Dish scooped up all licenses in U.S. 'H-block' airwaves auction
The sign in the lobby of the corporate headquarters of Dish Network is seen in the Denver suburb of Englewood
WASHINGTON (Reuters) - Dish Network Corp dominated last month's U.S. auction of so-called H Block spectrum frequencies with winning bids in all 176 markets that the Federal Communications Commission offered up.
The auction closed on February 27 after bids reached the exact total of $1.564 billion that the satellite TV provider had pledged as a reserve price.
A results sheet, recently posted online, shows that an entity called "American H Block Wireless LLC," which was how Dish participated in the sale, won all licenses in the auction.

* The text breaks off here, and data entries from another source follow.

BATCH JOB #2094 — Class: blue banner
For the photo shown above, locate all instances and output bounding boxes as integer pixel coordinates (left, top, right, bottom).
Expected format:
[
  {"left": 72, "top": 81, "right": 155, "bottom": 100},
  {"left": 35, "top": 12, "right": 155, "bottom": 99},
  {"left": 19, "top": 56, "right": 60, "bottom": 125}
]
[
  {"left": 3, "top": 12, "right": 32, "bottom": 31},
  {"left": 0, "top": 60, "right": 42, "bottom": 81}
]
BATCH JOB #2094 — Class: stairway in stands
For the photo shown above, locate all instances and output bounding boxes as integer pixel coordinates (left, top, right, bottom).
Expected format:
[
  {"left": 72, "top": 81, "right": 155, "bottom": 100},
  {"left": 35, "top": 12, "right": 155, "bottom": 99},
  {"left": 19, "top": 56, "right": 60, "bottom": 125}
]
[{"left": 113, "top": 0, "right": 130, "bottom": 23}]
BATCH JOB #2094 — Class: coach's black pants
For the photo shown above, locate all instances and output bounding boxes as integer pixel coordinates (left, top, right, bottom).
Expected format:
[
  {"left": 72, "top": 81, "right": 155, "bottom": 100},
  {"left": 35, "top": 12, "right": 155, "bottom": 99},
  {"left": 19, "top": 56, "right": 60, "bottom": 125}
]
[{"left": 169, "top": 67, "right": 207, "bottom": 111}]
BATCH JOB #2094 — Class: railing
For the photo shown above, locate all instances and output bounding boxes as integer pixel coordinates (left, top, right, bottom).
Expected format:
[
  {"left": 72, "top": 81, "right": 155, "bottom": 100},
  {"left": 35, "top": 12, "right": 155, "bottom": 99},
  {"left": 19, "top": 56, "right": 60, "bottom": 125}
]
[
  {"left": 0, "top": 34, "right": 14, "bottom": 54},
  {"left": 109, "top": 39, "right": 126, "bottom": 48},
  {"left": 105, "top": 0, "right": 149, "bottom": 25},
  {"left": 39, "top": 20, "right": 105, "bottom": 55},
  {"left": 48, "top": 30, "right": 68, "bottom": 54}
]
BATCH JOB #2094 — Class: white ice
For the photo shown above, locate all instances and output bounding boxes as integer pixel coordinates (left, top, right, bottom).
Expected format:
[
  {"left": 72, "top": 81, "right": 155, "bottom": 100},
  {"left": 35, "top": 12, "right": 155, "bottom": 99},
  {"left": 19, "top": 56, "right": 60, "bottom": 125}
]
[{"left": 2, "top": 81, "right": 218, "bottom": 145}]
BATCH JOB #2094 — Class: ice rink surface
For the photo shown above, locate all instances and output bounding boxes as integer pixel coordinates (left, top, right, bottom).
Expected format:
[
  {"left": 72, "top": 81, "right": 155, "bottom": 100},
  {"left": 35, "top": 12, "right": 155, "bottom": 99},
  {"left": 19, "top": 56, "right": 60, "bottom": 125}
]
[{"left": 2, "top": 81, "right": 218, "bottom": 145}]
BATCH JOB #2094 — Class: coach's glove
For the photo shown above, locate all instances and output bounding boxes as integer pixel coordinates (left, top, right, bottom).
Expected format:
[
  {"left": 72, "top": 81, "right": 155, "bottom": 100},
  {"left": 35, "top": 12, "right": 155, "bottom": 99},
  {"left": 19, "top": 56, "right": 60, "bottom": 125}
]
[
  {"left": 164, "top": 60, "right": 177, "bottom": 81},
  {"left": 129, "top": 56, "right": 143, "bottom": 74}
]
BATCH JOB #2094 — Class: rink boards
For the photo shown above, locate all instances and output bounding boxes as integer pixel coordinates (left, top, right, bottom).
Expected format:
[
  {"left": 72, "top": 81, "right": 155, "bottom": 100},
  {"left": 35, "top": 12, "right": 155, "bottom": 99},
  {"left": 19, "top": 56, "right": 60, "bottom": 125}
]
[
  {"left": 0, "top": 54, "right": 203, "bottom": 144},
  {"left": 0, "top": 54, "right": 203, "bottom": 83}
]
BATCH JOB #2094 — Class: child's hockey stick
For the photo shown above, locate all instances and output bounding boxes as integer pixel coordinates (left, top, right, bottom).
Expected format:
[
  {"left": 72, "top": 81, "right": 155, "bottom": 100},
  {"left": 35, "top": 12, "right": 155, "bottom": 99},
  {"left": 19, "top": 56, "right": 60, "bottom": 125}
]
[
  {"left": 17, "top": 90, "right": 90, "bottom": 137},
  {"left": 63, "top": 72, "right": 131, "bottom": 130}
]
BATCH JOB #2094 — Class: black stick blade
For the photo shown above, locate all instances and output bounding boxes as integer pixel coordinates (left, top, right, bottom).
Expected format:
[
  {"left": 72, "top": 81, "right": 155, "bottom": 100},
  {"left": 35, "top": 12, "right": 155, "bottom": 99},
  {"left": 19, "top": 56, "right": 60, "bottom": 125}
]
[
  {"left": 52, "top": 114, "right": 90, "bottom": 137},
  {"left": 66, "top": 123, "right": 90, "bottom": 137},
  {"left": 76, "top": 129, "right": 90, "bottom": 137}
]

Dish gained 10 megahertz worth of spectrum in areas across numerous U.S. states and territories, including New York City, Los Angeles, Chicago, San Francisco, Boston and Washington.
To view the results, see fcc.us/1eVrkUp
The H Block spectrum is adjacent to some frequencies already owned by Dish, giving the company control of a valuably contiguous slice of airwaves. However, it is unclear how the company plans to use the spectrum.
Dish was the largest and most formidable of the participants, which included smaller carriers and individual investors.
The company's representative declined to comment, citing anti-collusion restrictions in effect until Friday. Final payments are due on March 28.
Dish had pledged $1.564 billion for the H block spectrum in exchange for the FCC giving it more flexibility on how fast and how the company would use some of the spectrum it already had.